I've been working in database development for about five years, and I want to close a knowledge gap I have. I learned the principles of database normalization, which involves breaking down data into efficient table schemas with relationships like cross tables. But I'm starting to question if it's really beneficial to split everything into multiple tables. For instance, if I have separate tables for invoice lines and headers, it means I have to use more joins to pull information together, which could slow things down. Plus, doesn't having more tables mean that I need more database transactions when saving data? What impact do all these joins have on reading performance? I'm starting to think that having too many small tables might actually be an anti-pattern.
Any insights on this?
2 Answers
When it comes to normalizing your data, think of it like organizing a storage room. If you go too far, you're basically left with a box for each individual item, which can be really impractical. But on the flip side, if everything is jumbled together, that doesn't help either. The key is to find a balance. Normalization should be the standard approach, but sometimes you might have to strategically undoes some of that organization to improve efficiency. Just ensure it's intentional rather than a lucky accident!

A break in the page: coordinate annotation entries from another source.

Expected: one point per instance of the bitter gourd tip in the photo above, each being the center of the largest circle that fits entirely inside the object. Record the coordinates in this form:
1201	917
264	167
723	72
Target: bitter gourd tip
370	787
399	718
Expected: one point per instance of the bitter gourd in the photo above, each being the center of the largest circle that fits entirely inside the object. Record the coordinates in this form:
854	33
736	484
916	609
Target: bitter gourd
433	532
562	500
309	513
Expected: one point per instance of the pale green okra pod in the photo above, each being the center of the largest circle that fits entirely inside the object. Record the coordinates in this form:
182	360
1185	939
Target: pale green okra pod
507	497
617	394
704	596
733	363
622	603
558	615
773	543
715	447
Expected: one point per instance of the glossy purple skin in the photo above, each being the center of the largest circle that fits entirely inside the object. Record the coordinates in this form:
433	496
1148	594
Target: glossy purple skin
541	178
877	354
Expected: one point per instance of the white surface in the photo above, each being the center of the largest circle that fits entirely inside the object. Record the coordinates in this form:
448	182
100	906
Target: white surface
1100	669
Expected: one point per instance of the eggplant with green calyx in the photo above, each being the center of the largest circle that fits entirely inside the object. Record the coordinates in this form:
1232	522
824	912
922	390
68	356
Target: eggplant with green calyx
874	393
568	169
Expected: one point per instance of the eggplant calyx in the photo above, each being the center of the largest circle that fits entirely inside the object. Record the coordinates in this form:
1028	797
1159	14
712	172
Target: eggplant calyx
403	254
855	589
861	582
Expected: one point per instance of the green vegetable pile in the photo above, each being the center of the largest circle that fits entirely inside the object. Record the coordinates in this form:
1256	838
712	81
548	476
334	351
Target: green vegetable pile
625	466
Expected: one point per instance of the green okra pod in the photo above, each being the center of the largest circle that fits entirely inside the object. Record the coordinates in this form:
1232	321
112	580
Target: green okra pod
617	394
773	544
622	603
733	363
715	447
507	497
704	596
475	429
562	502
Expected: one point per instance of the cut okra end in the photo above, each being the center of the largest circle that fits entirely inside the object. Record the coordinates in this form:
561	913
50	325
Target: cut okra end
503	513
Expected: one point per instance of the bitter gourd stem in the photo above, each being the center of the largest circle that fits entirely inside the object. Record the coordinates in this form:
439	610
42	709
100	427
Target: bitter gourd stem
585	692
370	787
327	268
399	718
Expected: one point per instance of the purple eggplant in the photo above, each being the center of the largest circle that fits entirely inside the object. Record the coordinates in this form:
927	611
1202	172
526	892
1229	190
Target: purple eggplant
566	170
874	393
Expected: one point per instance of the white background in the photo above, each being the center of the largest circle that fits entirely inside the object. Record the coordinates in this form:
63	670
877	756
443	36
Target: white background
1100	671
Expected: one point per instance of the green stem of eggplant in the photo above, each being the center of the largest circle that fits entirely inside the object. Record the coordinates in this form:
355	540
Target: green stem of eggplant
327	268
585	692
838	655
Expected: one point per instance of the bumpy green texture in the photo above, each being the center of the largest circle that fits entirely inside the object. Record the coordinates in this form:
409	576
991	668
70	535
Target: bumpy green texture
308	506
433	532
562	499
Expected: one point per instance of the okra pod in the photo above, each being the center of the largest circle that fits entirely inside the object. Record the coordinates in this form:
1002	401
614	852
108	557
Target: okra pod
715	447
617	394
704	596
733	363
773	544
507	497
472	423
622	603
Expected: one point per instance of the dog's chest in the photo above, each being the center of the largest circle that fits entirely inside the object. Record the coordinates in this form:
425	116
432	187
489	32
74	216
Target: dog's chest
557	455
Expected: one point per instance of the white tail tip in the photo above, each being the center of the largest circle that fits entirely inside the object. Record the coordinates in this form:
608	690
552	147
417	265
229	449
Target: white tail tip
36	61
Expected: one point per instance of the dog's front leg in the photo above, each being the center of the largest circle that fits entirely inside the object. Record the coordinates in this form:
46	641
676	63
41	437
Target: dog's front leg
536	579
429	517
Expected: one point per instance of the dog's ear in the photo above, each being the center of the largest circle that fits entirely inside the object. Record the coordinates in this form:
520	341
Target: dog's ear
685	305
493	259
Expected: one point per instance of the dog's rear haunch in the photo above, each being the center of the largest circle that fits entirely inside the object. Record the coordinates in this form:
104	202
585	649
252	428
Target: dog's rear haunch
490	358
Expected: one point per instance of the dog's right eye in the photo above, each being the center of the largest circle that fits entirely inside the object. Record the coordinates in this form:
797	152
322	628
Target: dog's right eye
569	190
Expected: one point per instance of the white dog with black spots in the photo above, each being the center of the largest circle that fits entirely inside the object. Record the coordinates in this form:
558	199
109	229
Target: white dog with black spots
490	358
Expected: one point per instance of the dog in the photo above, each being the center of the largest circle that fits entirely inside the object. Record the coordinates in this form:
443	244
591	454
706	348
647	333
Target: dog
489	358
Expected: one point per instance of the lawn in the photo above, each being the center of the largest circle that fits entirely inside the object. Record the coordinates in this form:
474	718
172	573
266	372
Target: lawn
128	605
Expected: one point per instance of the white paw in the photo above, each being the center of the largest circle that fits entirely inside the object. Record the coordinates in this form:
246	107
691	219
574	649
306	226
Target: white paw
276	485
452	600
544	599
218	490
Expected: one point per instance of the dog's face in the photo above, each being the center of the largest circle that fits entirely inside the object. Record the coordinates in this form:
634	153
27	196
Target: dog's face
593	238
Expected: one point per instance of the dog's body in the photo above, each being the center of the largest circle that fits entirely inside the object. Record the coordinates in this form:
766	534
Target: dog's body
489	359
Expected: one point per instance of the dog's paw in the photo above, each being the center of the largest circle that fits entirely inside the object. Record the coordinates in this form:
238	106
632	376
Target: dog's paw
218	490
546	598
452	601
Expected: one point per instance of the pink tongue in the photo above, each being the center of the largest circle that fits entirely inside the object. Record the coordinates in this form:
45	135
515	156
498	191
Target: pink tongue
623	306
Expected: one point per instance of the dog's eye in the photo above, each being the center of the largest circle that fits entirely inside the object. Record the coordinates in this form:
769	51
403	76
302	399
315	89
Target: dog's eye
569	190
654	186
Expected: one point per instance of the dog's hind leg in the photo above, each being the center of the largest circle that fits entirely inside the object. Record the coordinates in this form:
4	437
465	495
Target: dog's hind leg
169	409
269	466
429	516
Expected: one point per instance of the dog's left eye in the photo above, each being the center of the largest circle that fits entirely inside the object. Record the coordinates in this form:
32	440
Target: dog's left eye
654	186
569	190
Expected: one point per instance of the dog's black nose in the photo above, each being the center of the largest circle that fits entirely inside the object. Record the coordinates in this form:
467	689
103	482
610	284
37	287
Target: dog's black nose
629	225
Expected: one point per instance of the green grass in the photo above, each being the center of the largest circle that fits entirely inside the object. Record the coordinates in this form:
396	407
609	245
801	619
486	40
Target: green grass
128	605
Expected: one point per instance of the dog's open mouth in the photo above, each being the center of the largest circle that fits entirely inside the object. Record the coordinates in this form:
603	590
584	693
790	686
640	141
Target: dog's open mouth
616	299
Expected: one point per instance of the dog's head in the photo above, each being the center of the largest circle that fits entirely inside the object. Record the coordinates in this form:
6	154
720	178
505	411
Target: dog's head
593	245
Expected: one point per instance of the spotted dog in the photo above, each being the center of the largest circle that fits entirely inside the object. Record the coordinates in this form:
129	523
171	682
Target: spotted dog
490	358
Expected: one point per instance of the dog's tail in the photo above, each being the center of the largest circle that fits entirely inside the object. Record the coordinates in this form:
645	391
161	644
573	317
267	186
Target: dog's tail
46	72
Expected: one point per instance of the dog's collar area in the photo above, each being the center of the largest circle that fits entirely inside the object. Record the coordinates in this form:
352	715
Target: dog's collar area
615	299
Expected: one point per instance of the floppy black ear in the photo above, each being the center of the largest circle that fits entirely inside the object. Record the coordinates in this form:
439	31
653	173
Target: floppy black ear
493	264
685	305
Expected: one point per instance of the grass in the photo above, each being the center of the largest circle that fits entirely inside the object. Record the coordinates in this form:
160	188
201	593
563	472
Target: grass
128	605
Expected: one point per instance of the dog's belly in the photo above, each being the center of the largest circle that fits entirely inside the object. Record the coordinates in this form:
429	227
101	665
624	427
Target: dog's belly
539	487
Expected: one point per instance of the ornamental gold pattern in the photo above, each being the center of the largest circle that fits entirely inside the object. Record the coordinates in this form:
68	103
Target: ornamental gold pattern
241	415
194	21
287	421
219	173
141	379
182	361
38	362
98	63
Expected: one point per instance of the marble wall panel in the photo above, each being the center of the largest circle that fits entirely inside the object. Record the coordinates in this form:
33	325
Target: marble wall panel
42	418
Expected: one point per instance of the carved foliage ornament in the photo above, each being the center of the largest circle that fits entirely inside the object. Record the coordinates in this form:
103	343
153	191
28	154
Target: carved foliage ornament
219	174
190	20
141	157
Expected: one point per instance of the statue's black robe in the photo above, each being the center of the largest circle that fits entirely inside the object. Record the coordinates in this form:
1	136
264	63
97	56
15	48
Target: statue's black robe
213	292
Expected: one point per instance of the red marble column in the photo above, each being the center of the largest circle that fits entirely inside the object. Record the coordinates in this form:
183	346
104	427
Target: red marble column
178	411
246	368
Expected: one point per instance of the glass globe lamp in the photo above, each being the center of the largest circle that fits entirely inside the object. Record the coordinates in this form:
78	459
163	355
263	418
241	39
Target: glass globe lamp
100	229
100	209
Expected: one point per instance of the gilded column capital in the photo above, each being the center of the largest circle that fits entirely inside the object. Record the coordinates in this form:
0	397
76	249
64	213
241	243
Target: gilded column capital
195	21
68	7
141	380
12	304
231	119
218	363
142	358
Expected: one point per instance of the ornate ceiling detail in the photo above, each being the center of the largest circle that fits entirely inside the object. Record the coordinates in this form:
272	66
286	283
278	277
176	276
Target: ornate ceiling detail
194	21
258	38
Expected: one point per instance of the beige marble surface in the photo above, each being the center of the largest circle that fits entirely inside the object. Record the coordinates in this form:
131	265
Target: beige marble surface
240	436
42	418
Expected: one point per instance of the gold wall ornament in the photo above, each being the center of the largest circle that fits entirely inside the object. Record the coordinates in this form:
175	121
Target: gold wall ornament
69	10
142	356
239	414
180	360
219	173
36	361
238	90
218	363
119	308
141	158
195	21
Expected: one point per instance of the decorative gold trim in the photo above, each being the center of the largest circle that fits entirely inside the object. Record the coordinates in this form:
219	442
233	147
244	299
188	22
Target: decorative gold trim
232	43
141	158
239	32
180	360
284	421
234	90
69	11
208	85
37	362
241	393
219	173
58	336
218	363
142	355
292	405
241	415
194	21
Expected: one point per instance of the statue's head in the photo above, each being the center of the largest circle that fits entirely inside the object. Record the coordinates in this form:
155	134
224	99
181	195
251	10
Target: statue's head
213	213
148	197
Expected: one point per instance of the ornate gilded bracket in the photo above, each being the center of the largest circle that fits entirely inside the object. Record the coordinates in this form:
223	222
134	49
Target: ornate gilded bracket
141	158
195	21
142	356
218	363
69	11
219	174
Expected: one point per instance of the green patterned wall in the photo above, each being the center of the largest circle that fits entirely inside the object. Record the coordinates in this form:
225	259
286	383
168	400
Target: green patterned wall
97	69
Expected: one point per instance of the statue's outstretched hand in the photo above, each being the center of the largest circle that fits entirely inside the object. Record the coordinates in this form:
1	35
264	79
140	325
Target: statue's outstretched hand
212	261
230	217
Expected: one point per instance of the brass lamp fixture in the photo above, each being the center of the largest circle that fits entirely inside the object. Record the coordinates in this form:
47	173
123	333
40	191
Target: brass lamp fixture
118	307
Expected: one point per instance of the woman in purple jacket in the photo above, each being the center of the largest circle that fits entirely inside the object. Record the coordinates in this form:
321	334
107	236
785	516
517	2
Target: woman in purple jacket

It's really situational. If your database is more focused on reporting, then a bit of denormalization can actually help. Sure, it means repeating some data in your lookup tables, but lessening the number of joins might be worth it in terms of performance. Just do some testing to see what works best for your specific data. It’s pretty common practice in the world of databases, pun intended!

Yeah, and I've heard that in CQRS you can optimize read vs write models that way as well. Just need to make careful decisions! What do you think?